La « matière » tragique de l'Italie, Stendhal l'exploite en virtuose de la réécriture, dans ses récits de voyages, avec d'innombrables variations sur le thème de la violence et de la vengeance, comme dans ses nouvelles et ses chroniques, ces histoires d'amour et de sang qu'il affectionne. On lit dans son œuvre une histoire de l'Italie en fonction du « coup de poignard », un éloge ou une célébration esthétique de l'assassinat. L'Italie est la terre de la passion vindicative où le crime est un idiotisme moral.
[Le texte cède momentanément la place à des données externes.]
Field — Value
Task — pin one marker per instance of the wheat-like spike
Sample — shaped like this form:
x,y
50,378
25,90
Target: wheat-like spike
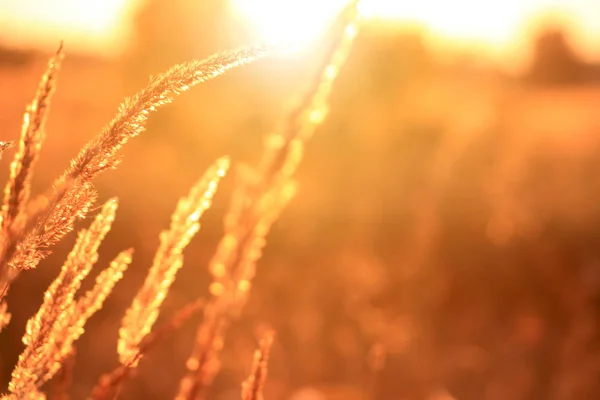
x,y
73,192
4,315
4,146
141,315
92,301
34,394
253,386
129,121
59,386
53,322
16,193
255,205
110,384
229,295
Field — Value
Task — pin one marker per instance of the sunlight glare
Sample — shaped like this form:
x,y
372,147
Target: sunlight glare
x,y
292,21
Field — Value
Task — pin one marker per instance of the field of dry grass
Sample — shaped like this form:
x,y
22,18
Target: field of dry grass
x,y
443,242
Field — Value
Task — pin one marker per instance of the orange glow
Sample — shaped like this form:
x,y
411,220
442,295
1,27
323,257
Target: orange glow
x,y
89,26
293,21
495,27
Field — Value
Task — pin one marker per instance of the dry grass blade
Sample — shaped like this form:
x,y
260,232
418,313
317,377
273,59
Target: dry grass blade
x,y
110,384
4,315
253,386
256,203
17,191
142,314
4,146
73,192
59,386
59,321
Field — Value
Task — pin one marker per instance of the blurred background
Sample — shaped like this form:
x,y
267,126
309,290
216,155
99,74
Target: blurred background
x,y
445,241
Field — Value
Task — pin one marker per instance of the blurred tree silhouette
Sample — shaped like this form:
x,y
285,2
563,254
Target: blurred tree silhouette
x,y
555,62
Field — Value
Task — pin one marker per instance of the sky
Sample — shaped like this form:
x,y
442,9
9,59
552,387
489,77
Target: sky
x,y
496,26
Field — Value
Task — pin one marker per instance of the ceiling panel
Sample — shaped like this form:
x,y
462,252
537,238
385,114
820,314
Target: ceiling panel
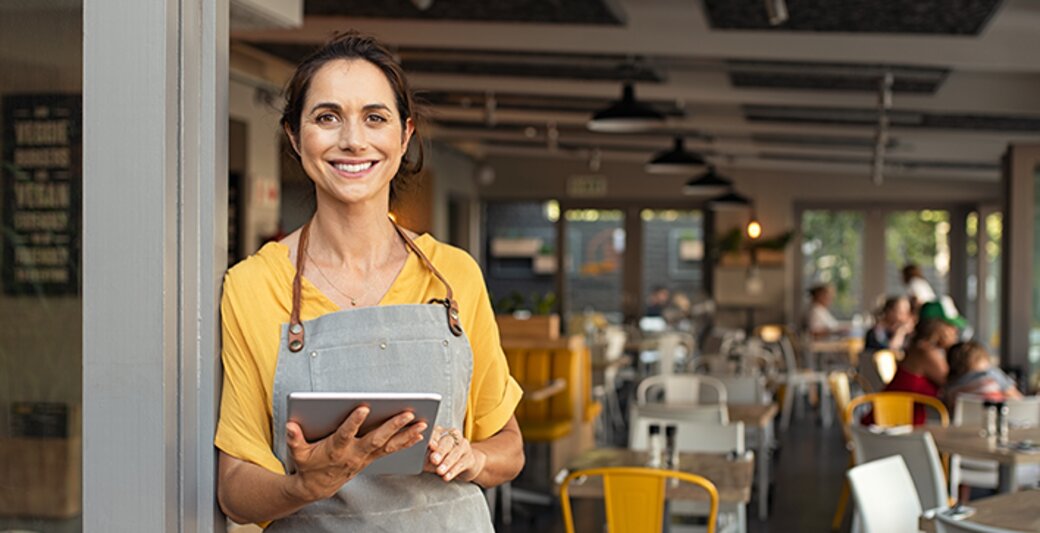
x,y
930,17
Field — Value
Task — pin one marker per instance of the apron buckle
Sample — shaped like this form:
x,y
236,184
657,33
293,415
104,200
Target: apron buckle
x,y
452,310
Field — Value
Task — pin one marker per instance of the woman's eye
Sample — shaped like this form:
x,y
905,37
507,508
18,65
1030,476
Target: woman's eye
x,y
326,118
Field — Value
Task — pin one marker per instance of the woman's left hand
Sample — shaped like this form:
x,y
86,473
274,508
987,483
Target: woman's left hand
x,y
451,456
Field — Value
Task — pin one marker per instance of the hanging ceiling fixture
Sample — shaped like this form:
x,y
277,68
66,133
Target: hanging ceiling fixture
x,y
707,183
625,116
676,160
776,11
729,202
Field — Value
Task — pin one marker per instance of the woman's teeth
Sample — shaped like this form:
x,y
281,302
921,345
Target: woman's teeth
x,y
354,169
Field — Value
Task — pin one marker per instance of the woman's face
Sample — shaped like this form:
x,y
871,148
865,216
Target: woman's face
x,y
352,138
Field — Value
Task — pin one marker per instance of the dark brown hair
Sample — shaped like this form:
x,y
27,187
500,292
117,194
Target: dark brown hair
x,y
353,45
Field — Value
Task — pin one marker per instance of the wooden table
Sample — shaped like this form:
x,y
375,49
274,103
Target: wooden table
x,y
968,441
757,419
849,348
1018,511
731,478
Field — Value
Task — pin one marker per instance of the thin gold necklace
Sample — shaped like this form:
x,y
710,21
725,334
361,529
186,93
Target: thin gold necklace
x,y
354,301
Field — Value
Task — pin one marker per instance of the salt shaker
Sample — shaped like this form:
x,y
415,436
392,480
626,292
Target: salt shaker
x,y
1002,423
656,447
989,421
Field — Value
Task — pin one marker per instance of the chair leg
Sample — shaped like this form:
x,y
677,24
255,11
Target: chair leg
x,y
842,503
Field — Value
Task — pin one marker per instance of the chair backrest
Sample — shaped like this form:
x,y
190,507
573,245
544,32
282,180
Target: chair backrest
x,y
541,366
634,498
842,395
1024,412
744,389
919,453
690,436
945,524
679,388
894,408
885,496
710,413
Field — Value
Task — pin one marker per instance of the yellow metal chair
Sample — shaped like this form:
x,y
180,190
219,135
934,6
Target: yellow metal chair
x,y
889,409
895,408
634,497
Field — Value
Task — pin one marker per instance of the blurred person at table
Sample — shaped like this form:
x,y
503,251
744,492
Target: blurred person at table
x,y
894,325
918,289
924,370
657,301
819,322
971,372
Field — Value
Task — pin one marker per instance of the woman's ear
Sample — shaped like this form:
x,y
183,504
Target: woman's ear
x,y
407,134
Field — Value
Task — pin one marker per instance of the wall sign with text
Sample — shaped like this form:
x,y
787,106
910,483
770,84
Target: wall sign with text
x,y
42,187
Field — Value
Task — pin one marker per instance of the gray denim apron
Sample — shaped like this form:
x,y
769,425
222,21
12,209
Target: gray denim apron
x,y
417,348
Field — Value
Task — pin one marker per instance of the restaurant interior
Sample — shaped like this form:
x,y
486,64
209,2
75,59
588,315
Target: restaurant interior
x,y
693,219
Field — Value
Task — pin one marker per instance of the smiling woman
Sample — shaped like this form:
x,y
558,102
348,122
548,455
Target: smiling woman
x,y
385,313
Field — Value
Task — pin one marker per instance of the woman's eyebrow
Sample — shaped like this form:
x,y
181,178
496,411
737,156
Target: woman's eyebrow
x,y
326,105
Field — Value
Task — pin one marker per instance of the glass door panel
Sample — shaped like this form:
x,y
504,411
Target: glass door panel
x,y
832,252
919,237
594,262
41,297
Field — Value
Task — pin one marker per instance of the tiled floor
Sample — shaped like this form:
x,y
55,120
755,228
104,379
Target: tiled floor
x,y
808,471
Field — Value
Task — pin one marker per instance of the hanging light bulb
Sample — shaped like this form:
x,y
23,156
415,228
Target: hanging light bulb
x,y
625,116
754,227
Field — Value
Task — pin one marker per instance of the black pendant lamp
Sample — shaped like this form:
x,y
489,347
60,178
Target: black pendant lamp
x,y
707,183
625,116
730,202
676,160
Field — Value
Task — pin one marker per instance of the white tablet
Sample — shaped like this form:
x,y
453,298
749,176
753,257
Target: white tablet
x,y
320,413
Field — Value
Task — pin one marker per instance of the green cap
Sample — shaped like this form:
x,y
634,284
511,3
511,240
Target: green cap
x,y
937,310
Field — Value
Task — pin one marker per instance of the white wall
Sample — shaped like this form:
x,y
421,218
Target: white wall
x,y
260,211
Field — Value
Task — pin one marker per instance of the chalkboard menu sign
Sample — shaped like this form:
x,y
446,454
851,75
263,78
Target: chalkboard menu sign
x,y
42,183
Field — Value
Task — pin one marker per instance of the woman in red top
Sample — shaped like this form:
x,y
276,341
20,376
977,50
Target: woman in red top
x,y
924,370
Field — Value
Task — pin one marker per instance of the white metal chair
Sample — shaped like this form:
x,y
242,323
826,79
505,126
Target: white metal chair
x,y
679,388
744,389
885,496
919,453
981,473
946,524
697,436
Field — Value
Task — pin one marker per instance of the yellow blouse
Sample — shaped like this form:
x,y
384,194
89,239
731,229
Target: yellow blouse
x,y
258,299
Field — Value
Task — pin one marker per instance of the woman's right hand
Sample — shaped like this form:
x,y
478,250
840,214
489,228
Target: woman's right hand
x,y
323,466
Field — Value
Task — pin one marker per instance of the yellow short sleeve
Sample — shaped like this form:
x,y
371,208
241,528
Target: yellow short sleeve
x,y
243,430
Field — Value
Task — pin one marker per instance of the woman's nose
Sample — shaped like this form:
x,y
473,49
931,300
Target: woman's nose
x,y
352,137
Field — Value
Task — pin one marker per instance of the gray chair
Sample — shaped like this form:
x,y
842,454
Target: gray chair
x,y
885,496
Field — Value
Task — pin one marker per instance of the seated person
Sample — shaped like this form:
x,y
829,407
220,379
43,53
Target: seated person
x,y
893,327
924,370
820,323
971,372
918,289
657,300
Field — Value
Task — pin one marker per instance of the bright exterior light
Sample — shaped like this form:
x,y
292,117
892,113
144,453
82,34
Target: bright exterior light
x,y
754,229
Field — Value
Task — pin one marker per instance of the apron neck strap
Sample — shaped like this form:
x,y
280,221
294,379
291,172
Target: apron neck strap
x,y
296,326
449,302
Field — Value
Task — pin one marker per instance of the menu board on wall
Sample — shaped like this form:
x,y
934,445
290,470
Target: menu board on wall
x,y
42,182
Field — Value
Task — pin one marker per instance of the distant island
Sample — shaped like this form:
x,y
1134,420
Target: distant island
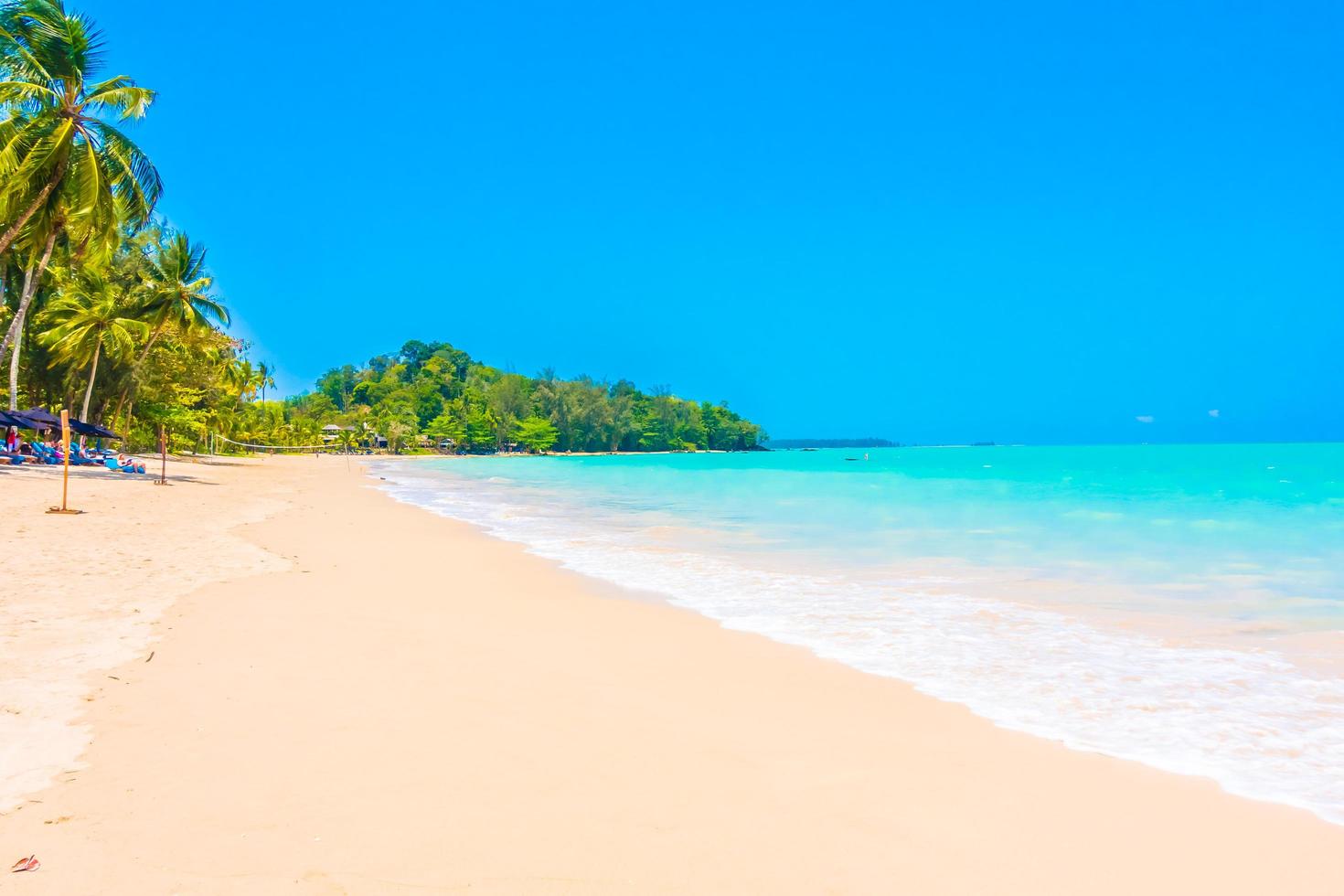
x,y
814,443
432,394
Dans ce pays où l'on assassinerait à tout va, l'offensé n'attend pas une justice trop lente : le « coup de poignard », c'est la justice foudroyante du Moi. Acte de sensibilité pure et violente, cet acte de justice privée est profondément passionnel. On tue pour les passions et par passion. Cette « matière » d'Italie, on la retrouve dans le « récit tragique » dominé par la figure de l'héroïne. Au roman qui raconte la rencontre de deux cœurs, s'oppose la nouvelle où les amants sont des ennemis que tout sépare. Alors la passion tend au désastre.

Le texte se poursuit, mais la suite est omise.